It's Time For The Group Of Seven To Act As A GroupKaren Pennar
Growth rarely happens as planned or hoped. Today, all three of the industrialized world's powerhouses are weak or weakening and the global economic outlook is dimming. Already, some economists are calling for a coordinated response to the widening slump. That call should be heeded, despite the difficulty that government officials have had in building consensus across borders. The alternative -- inaction or overreaction -- carries too many risks.
As recently as the 1970s, cooperation meant that the U. S. took the lead in spurring growth by easing monetary and fiscal policies, while Germany and Japan followed reluctantly, hoping to garner the fruits of growth without the penalty of rising prices.
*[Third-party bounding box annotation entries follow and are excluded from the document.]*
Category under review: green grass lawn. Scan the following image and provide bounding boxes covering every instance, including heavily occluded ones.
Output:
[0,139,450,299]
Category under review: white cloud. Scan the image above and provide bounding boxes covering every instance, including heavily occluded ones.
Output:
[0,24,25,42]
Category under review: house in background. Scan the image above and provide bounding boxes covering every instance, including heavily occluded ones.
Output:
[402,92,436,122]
The strains of the 1980s, though, and the growing heft of America's major competitors, culminated in more genuine cooperation. The Group of Seven industrialized nations collaborated in 1985 in bringing the dollar down from its lofty heights, and West Germany, Japan, and the U. S. coordinated a series of interest-rate cuts in 1986. But the financial markets weren't always convinced, and for domestic reasons officials haven't always wanted or been able to deliver the policy changes needed to correct economic imbalances. So seizures such as the October, 1987, stock market collapse have struck.
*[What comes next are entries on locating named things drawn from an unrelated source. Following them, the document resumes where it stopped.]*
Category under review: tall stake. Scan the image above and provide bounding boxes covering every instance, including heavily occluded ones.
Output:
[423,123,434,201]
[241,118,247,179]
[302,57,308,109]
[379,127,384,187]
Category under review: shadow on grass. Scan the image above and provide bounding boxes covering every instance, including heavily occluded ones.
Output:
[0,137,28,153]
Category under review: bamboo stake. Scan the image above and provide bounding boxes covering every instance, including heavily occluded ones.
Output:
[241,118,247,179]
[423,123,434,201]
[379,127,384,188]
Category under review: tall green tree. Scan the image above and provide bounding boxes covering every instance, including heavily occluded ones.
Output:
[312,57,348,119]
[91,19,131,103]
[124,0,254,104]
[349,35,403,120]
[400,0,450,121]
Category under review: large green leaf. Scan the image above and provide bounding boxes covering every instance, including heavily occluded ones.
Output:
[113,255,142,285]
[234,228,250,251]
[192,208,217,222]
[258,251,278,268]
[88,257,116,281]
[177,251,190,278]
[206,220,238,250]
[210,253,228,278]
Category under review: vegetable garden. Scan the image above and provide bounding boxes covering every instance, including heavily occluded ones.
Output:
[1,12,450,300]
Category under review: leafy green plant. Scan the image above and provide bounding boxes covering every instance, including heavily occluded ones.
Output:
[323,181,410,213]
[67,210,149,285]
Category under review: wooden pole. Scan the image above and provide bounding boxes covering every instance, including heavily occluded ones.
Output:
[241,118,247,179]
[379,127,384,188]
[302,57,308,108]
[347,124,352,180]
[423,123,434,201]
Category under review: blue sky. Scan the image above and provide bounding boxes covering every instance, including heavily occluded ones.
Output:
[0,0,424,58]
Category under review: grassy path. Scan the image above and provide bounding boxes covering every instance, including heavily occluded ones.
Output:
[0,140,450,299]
DANGEROUS SHOCKS. Still, however flawed, cooperation may be better than the alternative -- the chaotic and unbridled pursuit of self-interested national economic policies. "It's time for the G-7 to go back to what they were doing in 1986 and coordinate a series of interest-rate cuts," says C. Fred Bergsten, director of the Institute for International Economics in Washington. Germany, he says, should couple monetary easing with fiscal tightening, because assistance to the eastern part of the country has pushed the budget deficit up. Japan, meanwhile, could afford both monetary and fiscal ease, since the combined national and local budgets there are in surplus. The U. S., for its part, should keep cutting rates. Otherwise, says Bergsten, the global economy will remain sluggish at best.
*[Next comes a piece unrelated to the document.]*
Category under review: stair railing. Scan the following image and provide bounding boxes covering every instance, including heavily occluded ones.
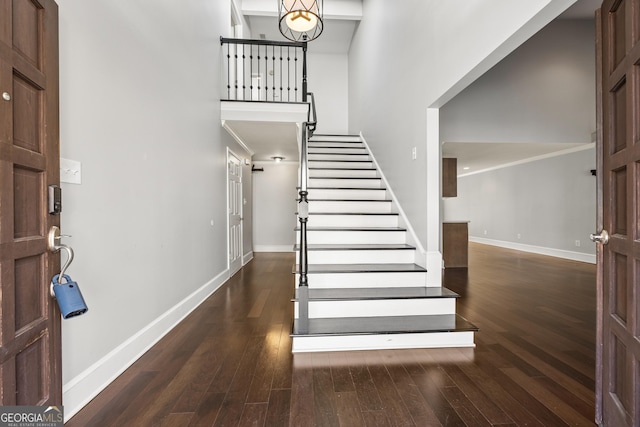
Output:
[220,37,307,102]
[297,92,318,333]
More worrisome, a shock could send it reeling into recession. In the past, oil shocks have dealt body blows. In the 1990s, there's the danger that the disintegrating Soviet empire, characterized by ethnic strife, uncertain leadership, and economic chaos, could do similar damage. "People just aren't focusing enough on what's happening there," says Steven H. Nagourney, senior vice-president at Shearson Lehman Brothers Inc. The turmoil could easily spill over into Europe, and the financial markets might quickly convulse.
With the destructive potential for such a shock lurking, economic officials should be laying the groundwork for more cooperation. "We've got extremely fragile economic conditions," says Gail Fosler, chief economist at the Conference Board. "You'd think that there would be a desire to get a coordinated response together." Instead, says Fosler, the Japanese are saying that they'd be content with a stronger yen, while the Germans remain fixated on reining in inflation. Even absent a shock to the system, this go-it-alone strategy could cause problems. Fosler's immediate fear is that German and Japanese hesitation to ease will prompt an American overreaction. An aggressive pump-priming tax package, aimed at getting money into consumers' pockets and out of them in a hurry, could reverse the narrowing of the trade deficit. And longer-term, it could be inflationary.
The classic case against coordinated easing is that it could well fuel price increases. Price stability is a legitimate concern in Germany, where inflation, at 3.5%, is running higher than in neighboring France for the first time in 25 years. But for much of the industrialized world, prices are relatively stable, and inflation is no longer considered a serious threat.
More compelling is the argument that each of the major industrial nations is faced with unique problems that demand specific solutions. The U. S. is working out debt-induced structural difficulties, Japan is bursting the bubble of inflated land prices, and Germany is integrating its eastern region into the economy. That's all true. But addressing those domestic problems shouldn't preclude facing international responsibilities. It might just be healthier for both the U. S. and the world if central bankers and finance ministers would agree on a little judicious and concerted monetary easing.